Development and consenting covers the work needed to secure consent and manage the development process through to FID.

What it costs

About £31 million for a 450 MW floating offshore wind farm. This includes environmental impact assessments plus staff costs and other subcontractor work (neither of these itemised in sections below).

Who supplies them

Development services are typically led by the developer’s special purpose vehicle (SPV), which manages the development process and subcontracts work to a range of specialist consultancies. The SPV is a legal entity, which invests in and owns the floating offshore wind farm project.

Key facts

Developers typically set up a SPV for a wind farm. Should the project advance to construction, the SPV will continue to operate for the duration of the offshore wind farm’s life.

In instances where the SPV is a joint venture between two or more developers, it is likely that the development team will be based in stand-alone offices to manage confidentiality.

The SPV provides a structure to enable external investment, although this investment is most likely to take place at FID or post construction.

In the UK, the SPV manages the design of the floating offshore wind farm and secures consent for the floating offshore wind farm and transmission assets.

An early formal step in the consenting process is the production of a scoping report, the purpose of which is to scope the level of impact on various receptors in order to properly define the required assessment process and methodologies, and to ensure the EIA focuses on those impacts that may lead to substantial effects. It also provides an early opinion from the planning authorities to help shape and focus the development activity.

Developers aim to secure planning consent while retaining as much design flexibility as they can. A particular risk for developers is specifying a specific foundation solution or a maximum turbine size, which may prove to be restrictive at the point of procurement and require the developer to request variations to the consents they have already been granted.
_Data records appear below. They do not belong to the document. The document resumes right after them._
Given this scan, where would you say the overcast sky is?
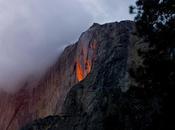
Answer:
[0,0,134,90]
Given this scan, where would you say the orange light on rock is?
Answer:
[76,62,84,81]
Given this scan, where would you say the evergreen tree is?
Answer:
[130,0,175,130]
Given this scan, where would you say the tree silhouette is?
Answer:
[130,0,175,130]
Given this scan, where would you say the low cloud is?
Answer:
[0,0,135,91]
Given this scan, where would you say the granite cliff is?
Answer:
[22,21,141,130]
[0,20,97,130]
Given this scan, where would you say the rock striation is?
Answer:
[22,21,139,130]
[0,20,97,130]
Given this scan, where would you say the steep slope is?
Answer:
[0,21,96,130]
[22,21,138,130]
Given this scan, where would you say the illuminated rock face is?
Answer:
[0,22,133,130]
[0,22,97,130]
Design flexibilities around the floating offshore wind sector makes the environmental impacts less certain and difficult to analyse. The range of options included in the proposed design is known as the design envelope, which includes a clear upper and lower bound on the scale of the project, for example in terms of turbine tip height.
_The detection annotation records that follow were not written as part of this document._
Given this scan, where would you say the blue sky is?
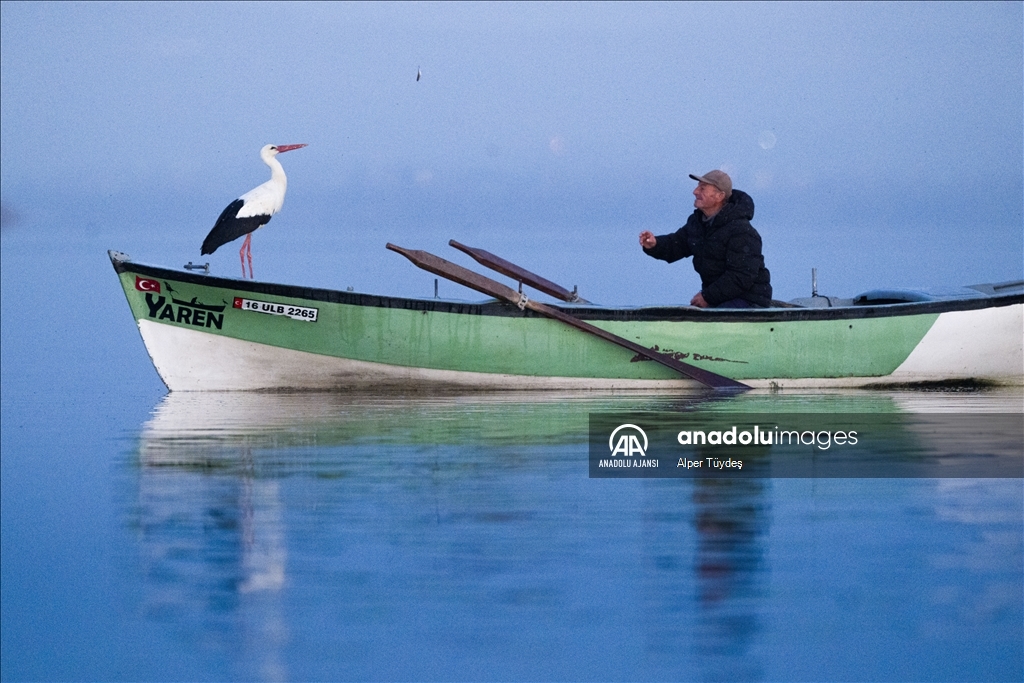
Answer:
[0,2,1024,303]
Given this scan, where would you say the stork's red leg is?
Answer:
[239,232,252,280]
[246,232,256,280]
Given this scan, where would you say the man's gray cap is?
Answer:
[690,170,732,199]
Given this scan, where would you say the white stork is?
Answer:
[201,144,306,278]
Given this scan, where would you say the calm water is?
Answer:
[0,231,1024,681]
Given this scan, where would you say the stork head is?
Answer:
[259,144,306,159]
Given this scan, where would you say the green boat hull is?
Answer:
[111,252,1024,390]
Developers need to undertake an EIA, which describes the potential impacts with regards to a wide range of environmental factors.
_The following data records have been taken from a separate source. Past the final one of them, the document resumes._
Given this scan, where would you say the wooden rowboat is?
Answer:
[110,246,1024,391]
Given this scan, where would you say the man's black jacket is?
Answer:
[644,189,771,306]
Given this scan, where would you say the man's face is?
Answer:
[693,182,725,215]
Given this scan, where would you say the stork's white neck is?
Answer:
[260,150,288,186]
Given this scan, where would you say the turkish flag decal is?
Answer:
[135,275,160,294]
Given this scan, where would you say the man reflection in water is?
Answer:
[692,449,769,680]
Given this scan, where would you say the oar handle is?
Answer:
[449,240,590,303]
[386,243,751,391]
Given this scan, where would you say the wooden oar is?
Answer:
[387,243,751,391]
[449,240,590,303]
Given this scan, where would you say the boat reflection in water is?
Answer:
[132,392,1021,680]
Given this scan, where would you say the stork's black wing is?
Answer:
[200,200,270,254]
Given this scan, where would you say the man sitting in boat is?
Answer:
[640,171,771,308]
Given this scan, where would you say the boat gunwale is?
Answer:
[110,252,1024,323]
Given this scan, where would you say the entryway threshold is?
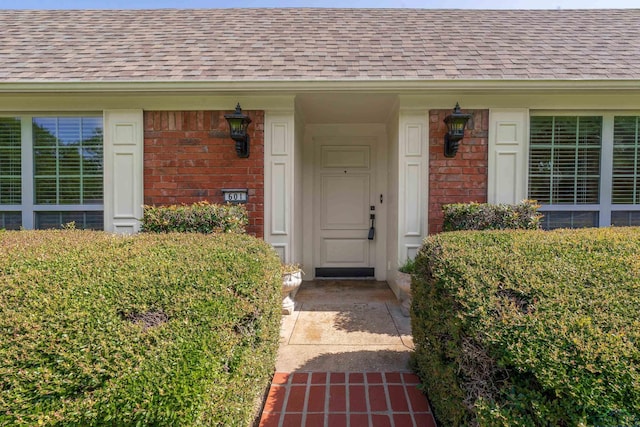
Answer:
[260,372,436,427]
[260,278,436,427]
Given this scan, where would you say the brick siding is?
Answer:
[429,110,489,234]
[144,111,264,237]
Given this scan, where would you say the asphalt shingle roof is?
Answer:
[0,9,640,82]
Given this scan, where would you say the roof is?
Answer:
[0,8,640,83]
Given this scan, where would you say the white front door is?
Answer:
[314,136,378,276]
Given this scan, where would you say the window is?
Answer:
[529,114,640,229]
[0,116,104,230]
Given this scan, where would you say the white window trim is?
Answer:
[525,110,640,227]
[0,111,105,230]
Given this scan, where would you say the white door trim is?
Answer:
[302,124,387,280]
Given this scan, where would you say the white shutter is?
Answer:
[487,108,529,203]
[104,110,144,234]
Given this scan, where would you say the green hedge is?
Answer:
[442,200,542,231]
[142,201,248,234]
[0,231,282,426]
[411,228,640,426]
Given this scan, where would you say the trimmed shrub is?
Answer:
[142,201,249,234]
[442,200,542,231]
[411,228,640,426]
[0,231,282,426]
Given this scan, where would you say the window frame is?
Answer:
[525,110,640,227]
[0,111,106,230]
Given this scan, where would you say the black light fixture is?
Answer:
[444,102,471,157]
[224,102,251,157]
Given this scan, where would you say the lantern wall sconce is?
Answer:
[224,102,251,158]
[444,102,471,157]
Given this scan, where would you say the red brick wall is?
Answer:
[144,111,264,237]
[429,110,489,234]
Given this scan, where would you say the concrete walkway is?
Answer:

The environmental statement is based on a number of detailed analyses. Most offshore wind developers have a predominantly in-house development management capability, with specialist work being outsourced. Specialist suppliers will often second employees into the developer’s team for the duration of the development phase.

Throughout the development process, developers are obliged to seek the views of a number of statutory consultees. These include a wide range of government appointed consultees and authorities, affected local authorities and those that have an interest in the land affected. Non-statutory consultees with specific interests in the development are also likely to be consulted, such as the RSPB.

Developers also seek the views of local communities as part of this process and hold a series of public information and consultation events. Floating offshore wind farms have a greater sea bed footprint than fixed offshore wind farms, requiring multiple anchors for each turbine. They also have mooring lines and dynamic cables in the water column which fixed offshore wind farms do not. These factors require engagement and consultation with local communities and fisheries.

Supporting the work will be a range of specialist consultants, covering engineering design, legal issues, land use, environmental and stakeholder relations.